Flight Feathers
Fawn is the most recessive of all the base colors, so the babies will be fawn.
It's hard to know for sure, but I'm guessing that all of your birds are single-factor pied, as they only have a little bit of white. If that is true, here's a punnet square of the breeding results:
P= pied (codominant)
p= self (recessive)
(Having to use "..." for formatting.)
.....P.....p < single-factor pied parent
P...PP...Pp
p...Pp..pp
^single-factor pied parent
25% double-factor pieds (PP); these will probably be around 50% white.
50% single-factor pieds (Pp); these will probably look like your current birds.
25% self (pp); these will not have white patches.
Crested birds almost always are split/heterogeneous to non-crested, as a double-factor crested birds tend to have feather problems. As a result, two crested birds should not be bred to each other.
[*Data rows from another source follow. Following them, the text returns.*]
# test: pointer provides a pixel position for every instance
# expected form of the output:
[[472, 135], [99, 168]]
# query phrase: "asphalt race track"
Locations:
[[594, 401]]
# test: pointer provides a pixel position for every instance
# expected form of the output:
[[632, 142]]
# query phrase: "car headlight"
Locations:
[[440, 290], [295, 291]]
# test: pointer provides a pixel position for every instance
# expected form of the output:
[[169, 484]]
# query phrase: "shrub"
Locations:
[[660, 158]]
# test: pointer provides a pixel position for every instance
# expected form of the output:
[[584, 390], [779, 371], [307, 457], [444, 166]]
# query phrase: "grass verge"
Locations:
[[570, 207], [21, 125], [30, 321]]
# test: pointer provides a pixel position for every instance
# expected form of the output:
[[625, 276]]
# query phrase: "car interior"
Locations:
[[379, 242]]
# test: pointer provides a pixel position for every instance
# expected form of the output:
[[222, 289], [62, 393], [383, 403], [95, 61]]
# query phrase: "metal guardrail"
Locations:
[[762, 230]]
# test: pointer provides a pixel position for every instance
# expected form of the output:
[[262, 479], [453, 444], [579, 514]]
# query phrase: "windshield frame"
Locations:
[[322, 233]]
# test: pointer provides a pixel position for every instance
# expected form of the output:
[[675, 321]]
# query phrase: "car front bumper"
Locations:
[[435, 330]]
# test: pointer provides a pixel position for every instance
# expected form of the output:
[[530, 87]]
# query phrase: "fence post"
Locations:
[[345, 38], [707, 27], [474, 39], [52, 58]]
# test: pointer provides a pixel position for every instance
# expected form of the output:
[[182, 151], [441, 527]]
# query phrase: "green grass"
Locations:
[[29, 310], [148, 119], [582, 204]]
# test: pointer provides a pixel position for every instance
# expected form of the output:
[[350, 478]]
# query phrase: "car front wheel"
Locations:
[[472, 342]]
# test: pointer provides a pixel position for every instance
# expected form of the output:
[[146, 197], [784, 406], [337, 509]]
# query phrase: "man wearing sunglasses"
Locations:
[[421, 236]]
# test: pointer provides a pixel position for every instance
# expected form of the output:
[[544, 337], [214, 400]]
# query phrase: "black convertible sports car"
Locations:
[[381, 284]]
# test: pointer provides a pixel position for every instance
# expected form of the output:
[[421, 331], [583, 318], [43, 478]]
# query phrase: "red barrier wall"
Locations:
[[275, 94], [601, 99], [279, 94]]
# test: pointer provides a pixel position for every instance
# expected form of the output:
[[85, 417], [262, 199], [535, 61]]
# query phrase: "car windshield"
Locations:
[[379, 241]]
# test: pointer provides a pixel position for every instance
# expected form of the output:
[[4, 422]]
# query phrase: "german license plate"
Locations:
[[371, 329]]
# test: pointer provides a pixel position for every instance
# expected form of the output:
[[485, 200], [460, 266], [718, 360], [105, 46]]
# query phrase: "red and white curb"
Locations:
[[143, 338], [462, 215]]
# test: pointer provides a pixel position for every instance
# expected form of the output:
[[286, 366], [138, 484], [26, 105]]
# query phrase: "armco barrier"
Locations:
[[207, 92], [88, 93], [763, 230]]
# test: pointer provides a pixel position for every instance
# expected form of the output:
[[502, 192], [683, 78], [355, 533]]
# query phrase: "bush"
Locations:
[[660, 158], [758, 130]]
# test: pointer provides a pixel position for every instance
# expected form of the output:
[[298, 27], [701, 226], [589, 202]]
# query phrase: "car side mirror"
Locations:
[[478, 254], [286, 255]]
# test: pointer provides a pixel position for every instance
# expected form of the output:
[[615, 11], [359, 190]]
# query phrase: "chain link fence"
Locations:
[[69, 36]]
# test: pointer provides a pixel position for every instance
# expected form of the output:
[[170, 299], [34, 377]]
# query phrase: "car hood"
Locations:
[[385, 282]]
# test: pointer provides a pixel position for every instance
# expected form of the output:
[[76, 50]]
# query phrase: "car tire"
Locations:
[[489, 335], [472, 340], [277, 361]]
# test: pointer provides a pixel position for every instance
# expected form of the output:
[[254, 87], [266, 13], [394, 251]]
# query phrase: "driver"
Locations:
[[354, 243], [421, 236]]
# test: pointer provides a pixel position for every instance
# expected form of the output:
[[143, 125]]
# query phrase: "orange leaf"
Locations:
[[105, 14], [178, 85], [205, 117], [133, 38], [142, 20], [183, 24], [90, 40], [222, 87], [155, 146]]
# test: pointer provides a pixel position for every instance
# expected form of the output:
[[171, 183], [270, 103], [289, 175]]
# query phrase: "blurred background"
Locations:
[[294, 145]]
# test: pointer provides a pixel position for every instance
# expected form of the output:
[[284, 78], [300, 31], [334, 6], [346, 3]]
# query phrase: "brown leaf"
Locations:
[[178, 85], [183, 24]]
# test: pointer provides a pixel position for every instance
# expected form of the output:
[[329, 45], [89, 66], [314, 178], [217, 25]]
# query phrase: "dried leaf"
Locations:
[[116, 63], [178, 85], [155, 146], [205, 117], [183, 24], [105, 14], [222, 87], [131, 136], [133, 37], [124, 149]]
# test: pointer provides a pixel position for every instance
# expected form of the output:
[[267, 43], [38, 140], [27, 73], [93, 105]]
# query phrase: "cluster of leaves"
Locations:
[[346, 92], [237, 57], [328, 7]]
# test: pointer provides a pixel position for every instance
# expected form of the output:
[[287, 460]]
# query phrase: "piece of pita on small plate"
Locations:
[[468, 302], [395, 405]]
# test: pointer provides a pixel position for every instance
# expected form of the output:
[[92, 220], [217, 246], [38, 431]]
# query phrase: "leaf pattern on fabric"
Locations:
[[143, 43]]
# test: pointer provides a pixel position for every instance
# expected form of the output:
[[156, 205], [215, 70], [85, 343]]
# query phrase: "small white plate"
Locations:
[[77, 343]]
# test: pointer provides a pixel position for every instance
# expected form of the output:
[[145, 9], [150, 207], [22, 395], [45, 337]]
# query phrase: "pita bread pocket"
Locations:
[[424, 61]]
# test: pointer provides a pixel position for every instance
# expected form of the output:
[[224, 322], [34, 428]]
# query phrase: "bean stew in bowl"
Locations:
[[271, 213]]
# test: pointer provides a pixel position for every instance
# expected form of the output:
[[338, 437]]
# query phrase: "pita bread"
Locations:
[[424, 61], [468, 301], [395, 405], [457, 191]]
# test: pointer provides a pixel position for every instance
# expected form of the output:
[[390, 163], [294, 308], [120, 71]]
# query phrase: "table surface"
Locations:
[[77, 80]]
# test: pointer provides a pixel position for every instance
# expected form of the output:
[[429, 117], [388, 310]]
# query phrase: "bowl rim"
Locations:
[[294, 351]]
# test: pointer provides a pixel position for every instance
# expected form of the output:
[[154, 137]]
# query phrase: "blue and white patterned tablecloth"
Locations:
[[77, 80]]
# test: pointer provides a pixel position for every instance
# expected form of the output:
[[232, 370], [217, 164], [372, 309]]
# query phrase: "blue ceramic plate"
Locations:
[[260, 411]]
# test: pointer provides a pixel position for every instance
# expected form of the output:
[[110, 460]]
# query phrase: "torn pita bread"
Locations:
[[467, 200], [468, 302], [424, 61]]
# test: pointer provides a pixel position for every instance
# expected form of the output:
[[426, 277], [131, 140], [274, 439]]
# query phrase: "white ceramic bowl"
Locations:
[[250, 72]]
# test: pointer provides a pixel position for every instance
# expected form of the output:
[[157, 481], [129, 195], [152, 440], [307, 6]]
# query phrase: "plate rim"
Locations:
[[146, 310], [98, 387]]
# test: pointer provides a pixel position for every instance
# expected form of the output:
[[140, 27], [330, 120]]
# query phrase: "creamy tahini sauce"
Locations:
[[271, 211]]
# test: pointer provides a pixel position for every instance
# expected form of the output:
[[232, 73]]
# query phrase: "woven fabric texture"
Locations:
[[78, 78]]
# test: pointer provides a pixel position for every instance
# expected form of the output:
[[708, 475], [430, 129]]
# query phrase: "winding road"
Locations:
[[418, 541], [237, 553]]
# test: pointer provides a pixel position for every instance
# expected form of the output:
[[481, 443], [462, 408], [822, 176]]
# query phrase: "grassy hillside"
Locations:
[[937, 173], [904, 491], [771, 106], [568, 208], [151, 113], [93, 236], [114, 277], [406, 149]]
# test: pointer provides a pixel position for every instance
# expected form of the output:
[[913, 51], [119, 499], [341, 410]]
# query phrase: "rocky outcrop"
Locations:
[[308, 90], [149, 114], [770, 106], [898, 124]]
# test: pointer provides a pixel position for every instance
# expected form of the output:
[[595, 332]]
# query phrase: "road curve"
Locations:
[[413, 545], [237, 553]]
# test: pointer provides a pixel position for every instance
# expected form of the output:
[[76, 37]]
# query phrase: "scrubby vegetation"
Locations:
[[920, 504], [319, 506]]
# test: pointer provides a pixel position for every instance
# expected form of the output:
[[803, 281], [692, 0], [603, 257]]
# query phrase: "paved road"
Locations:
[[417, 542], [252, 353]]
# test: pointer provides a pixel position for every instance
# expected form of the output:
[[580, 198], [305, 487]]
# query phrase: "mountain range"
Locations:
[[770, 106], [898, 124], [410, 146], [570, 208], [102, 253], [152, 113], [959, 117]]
Crested is dominant, so 50% of the offspring will be crested:
C= crested allele
c= non-crested allele
.....C....c <crested parent
c...Cc...cc
c...Cc...cc
^ non-crested parent
Taken all together, the results will probably be:
12.5% crested fawn double-factor pied
12.5% non-crested fawn double-factor pied
25% crested fawn single-factor pied
25% non-crested fawn single-factor pied
12.5% non-crested fawn self
12.5% crested fawn self
It's unlikely that your birds have hidden alleles like ino, grey, or red-brown, but if they do, that complicates things quite a lot. I don't feel like doing the calculations for that, though
here's an earlier thread where I discussed ino inheritance:
Grey Society Finch
Edit: Whoops, thought one of your males, not the female, was crested. Fixed that.